Rischio chiave: L'accordo regge e l'applicazione è sufficientemente credibile da indurre Washington a sospendere l'accelerazione della difesa, limitando i nuovi ordini.

  • I principali sostenitori di Trump, come Ted Cruz e Mark Levin, hanno criticato qualsiasi accordo con l'Iran.
  • La maggior parte di questi sostenitori vuole che Trump completi il lavoro con un attacco.
  • Sostengono che qualsiasi accordo avvantaggerebbe gli iraniani.

Il presidente Donald Trump e il suo accordo con l'Iran per riaprire lo Stretto di Hormuz stanno attirando critiche da parte di esponenti di rilievo che lo giudicano debole, sostenendo che avvantaggerà l'Iran e sarà una perdita per gli Stati Uniti.

Alleati chiave di Trump criticano l'accordo USA-Iran

In un post su Truth Social, Trump ha detto che i dettagli dell'accordo per riaprire lo Stretto di Hormuz sarebbero stati annunciati a breve. Tuttavia, secondo quanto riportato dai media, l'intesa estenderebbe la tregua di 60 giorni per consentire le negoziazioni. 

Prevederebbe la riapertura dello Stretto di Hormuz con la revoca del blocco da parte degli Stati Uniti, una mossa che permetterebbe all'Iran di incassare miliardi di dollari. Gli Stati Uniti scongelerebbero anche alcuni fondi iraniani e sospenderebbero alcune sanzioni. 

Contemporaneamente, il documento prevederebbe la fine della guerra tra Israele e Libano, una vittoria significativa per l'Iran. 

Alcuni alleati di Donald Trump hanno attaccato tale intesa, sostenendo che rafforzerebbe gli iraniani assegnando loro miliardi di dollari che verrebbero utilizzati per finanziare proxy regionali e il loro programma missilistico.

In un post su X, il senatore Ted Cruz, che ha detto a Tucker Carlson che la sua intenzione quando si è candidato al Senato era essere il primo difensore di Israele, ha avvertito che l'accordo sarebbe un errore disastroso. Ha aggiunto: 

“President Trump believes in peace through strength, and his strong leadership has already made America much safer. He should continue to hold the line, defend America & enforce the red lines he has repeatedly drawn.”

Nel frattempo, Mark Levin, commentatore mediatico che Trump ascolta regolarmente, ha affermato di attendere di vedere l'accordo, i suoi meccanismi di applicazione e l'interpretazione iraniana. Ritiene che il Senato dovrebbe avere un ruolo in qualsiasi intesa che gli USA stipulino con l'Iran.

Il senatore Lindsey Graham, uno dei principali promotori della guerra, ha continuato a sostenere il ritorno al conflitto. Sostiene che l'accordo avvantaggerebbe gli iraniani se lasciasse loro il controllo dello Stretto di Hormuz. Ha aggiunto

“It makes one wonder why the war started to begin with if these perceptions are accurate. I personally am a skeptic of the idea that Iran cannot be denied the ability to terrorize the Strait and the region cannot protect itself against Iranian military capability.”

Trump è tra l'incudine e il martello

Nonostante le dichiarazioni di Trump, gli analisti ritengono che si trovi in una situazione difficile. Non è in grado di raggiungere un accordo che possa soddisfare tutti.
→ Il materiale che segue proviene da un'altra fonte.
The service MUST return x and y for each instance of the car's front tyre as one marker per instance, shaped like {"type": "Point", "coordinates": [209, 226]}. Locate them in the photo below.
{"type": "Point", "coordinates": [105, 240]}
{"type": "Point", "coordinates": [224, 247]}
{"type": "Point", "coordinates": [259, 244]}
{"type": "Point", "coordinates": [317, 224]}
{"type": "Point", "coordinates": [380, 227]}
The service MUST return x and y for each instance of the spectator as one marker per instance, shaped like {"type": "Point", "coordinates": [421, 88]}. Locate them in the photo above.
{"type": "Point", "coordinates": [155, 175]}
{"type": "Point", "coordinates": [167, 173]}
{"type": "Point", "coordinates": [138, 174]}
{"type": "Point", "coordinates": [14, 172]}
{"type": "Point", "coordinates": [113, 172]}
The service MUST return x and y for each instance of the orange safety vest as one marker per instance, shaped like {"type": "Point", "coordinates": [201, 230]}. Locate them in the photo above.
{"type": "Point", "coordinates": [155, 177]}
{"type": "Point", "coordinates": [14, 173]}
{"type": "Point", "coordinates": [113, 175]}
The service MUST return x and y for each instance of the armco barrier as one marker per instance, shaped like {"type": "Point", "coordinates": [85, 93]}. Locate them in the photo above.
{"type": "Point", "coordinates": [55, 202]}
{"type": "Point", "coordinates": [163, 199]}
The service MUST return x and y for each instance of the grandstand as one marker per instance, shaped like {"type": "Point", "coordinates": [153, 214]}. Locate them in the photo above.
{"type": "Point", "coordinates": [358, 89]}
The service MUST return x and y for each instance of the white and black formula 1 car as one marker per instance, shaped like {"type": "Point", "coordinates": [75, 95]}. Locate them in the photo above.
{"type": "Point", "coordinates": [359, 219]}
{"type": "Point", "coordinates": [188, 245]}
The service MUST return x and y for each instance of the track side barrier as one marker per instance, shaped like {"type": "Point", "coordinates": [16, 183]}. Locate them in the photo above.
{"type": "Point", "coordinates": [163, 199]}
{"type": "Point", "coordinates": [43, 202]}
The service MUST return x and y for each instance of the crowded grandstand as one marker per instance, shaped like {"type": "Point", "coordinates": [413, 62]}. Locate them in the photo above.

Raggiungere un'intesa alienerebbe i neoconservatori che negli ultimi mesi sono diventati i suoi più forti sostenitori. Perdere questa base comporterebbe un calo del suo indice di gradimento, già a livelli storicamente bassi. Perderebbe inoltre il sostegno dei suoi principali finanziatori, inclusa Miriam Adelson, che ha versato oltre $250 million alla sua campagna.

D'altra parte, lanciare attacchi contro l'Iran porterebbe a un aumento dei prezzi del petrolio e farebbe scendere ulteriormente il suo consenso. Inoltre, l'Iran ha avvertito che qualsiasi attacco provocherebbe una ritorsione significativa, anche in altri Paesi. 

Un'escalation determinerebbe prezzi del greggio più alti per più tempo, poiché l'Iran risponderebbe attaccando infrastrutture chiave nella regione. Anche gli Stati Uniti prenderebbero di mira infrastrutture petrolifere iraniane, inclusa Kharg Island.